With great effort at appearing nonchalant, Susan made her way over to the central desk. The charts were kept in a circular stainless steel file built into the counter top. With her left hand she began to turn the chart rack slowly. It squeaked painfully. Susan turned it more slowly. The squeak persisted.

“Can I help you?” asked June Shergood from behind Susan, causing her to start and to withdraw her hand as if she were a child caught at the cookie jar.

“I’d just like the chart,” said Susan, expecting some sour words from the nurse.

“What chart?” Shergood’s voice was pleasant.

“Nancy Greenly’s. I’m going to try to get an idea about her case so that I can participate in her care.”

June Shergood rummaged among the charts, coming up with Nancy Greenly’s. “You might find it easier to concentrate in there,” said Shergood with a smile, pointing toward a door.

Susan thanked her, welcoming the opportunity to withdraw. The door that Shergood had indicated opened into a tiny room ringed about with glass-faced, locked medicine cabinets. A counter top ran around three sides of the room, providing desk space. On the right was a sink, and in the left corner was the omnipresent coffeepot.
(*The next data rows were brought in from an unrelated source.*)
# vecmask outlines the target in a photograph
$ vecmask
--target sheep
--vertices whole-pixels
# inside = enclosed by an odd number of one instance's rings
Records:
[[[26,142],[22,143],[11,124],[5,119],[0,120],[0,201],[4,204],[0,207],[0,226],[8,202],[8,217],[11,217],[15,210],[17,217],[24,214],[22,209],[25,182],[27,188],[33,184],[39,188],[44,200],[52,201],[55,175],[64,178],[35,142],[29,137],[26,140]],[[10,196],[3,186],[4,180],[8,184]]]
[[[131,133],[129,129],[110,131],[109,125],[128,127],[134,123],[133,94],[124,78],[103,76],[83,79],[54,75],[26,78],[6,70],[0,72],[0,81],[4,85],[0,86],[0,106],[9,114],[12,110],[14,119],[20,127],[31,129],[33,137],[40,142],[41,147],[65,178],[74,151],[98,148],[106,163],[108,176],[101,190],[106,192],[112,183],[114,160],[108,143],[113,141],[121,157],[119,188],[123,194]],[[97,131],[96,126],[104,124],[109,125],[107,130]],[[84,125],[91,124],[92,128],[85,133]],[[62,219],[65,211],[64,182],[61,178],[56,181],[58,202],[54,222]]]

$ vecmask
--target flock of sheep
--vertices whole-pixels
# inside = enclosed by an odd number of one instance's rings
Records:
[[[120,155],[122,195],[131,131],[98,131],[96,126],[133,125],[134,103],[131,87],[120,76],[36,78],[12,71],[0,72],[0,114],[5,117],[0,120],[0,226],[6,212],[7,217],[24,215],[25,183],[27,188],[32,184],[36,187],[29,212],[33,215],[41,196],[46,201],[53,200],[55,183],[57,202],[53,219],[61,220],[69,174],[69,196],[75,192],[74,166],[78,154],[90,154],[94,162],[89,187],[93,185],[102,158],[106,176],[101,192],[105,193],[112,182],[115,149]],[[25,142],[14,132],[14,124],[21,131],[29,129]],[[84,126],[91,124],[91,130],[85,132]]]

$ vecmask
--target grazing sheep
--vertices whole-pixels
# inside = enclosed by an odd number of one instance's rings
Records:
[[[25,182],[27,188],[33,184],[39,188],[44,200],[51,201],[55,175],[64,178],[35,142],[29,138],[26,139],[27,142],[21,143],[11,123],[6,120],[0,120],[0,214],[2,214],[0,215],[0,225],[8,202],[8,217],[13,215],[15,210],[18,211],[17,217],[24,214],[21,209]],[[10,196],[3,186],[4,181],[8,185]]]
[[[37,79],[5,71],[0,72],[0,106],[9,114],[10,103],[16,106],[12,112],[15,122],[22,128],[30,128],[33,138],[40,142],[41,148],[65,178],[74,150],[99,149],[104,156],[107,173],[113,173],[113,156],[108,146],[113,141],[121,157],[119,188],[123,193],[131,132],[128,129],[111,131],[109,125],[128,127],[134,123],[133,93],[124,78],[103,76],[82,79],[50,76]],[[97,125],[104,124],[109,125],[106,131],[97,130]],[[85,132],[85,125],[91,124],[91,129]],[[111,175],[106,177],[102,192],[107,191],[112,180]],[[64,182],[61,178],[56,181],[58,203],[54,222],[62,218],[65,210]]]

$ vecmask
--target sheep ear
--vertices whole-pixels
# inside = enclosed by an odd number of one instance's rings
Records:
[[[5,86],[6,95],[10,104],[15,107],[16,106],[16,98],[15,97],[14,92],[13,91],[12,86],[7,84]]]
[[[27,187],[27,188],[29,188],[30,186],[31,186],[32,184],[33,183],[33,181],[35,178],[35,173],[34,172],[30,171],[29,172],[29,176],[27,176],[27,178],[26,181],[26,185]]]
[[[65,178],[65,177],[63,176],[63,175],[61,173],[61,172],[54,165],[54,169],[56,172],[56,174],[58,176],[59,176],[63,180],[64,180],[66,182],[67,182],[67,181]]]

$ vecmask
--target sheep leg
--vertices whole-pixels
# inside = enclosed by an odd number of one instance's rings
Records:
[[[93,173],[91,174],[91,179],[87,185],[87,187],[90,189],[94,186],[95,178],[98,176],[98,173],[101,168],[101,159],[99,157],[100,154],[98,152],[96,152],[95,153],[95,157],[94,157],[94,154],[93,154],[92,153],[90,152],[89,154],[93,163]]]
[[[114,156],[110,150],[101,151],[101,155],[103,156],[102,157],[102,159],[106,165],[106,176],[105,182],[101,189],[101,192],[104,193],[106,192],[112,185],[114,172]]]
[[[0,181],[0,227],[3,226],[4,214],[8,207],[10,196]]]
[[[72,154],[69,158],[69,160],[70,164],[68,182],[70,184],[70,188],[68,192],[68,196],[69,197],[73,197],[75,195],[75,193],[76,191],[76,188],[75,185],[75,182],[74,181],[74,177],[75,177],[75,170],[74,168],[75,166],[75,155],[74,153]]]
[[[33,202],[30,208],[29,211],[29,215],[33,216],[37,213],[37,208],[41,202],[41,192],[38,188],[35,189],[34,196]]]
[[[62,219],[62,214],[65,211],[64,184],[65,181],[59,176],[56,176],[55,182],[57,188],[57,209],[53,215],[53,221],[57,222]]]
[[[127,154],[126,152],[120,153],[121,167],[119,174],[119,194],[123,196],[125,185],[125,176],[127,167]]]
Susan sat down with the chart. Although Nancy Greenly had not been in the hospital for even two weeks, her chart was voluminous. That was usual for a case placed in the ICU. The elaborate, constant care generated reams of paper.

Susan took out the remains of her tuna sandwich and milk and poured herself a cup of coffee. Then she took out her notebook and removed a number of blank pages. She started to work. Unaccustomed to using a patient chart, she spent a few minutes figuring out its organization. The order sheets were first, followed by the graphs of the patient’s vital signs. Next was the history and physical examination dictated on the day of admission. The rest of the chart included the progress notes, the operative and anesthesia notes, the nurses’ notes, and the innumerable laboratory values, X-ray reports, and records of sundry tests and procedures.